Since Annovar is another commonly used annotation tool and the available annotation fields can be as many as three hundred (as opposed to ~ 70 in VEP), we additionally benchmarked data loading using the same set of test files as used above but annotated using Annovar with 35 annotation sources containing 232 annotated features. We found that loading these Annovar annotated VCF files took a similar amount of time as the same set of VCF files annotated with VEP, albeit the Annovar annotated files are two times larger in size due to more annotation fields they contain (Additional file 2: Figure S3).

In addition to testing data loading performance for VCF files annotated with the two most commonly used annotation tools using a 24 CPU core server computer, we further benchmarked data loading with a four and eight CPU core computers, respectively, as many small research groups may not have access to computers with a large number of CPU cores.

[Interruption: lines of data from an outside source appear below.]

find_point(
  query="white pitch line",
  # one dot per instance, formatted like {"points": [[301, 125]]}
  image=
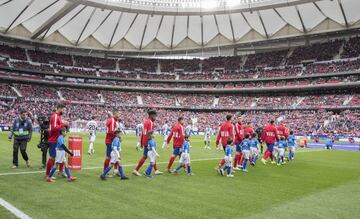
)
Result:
{"points": [[15, 211], [130, 165]]}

Results are shown in Additional file 3: Table S1.

To further characterize our loading script’s performance, we also benchmarked VCF data loading under two additional conditions: 1) with a fixed number of variants but an increasing number of samples; 2) with a fixed number of samples but an increasing number of variants. For condition one, the data importing time showed a linear dependency (Additional file 4: Figure S1). However, for condition two, data importing speed showed overall linear dependency but is slower for variants in some genomic intervals (Additional file 5: Figure S2).

One important concern in selecting computational tools is the storage requirement for storing final and intermediate files. When comparing disk-space requirements between GenESysV and GEMINI, we found that GenESysV has a smaller footprint on both the final database size and the temporary storage needed for VCF parsing and importation (Additional file 6: Figure S4).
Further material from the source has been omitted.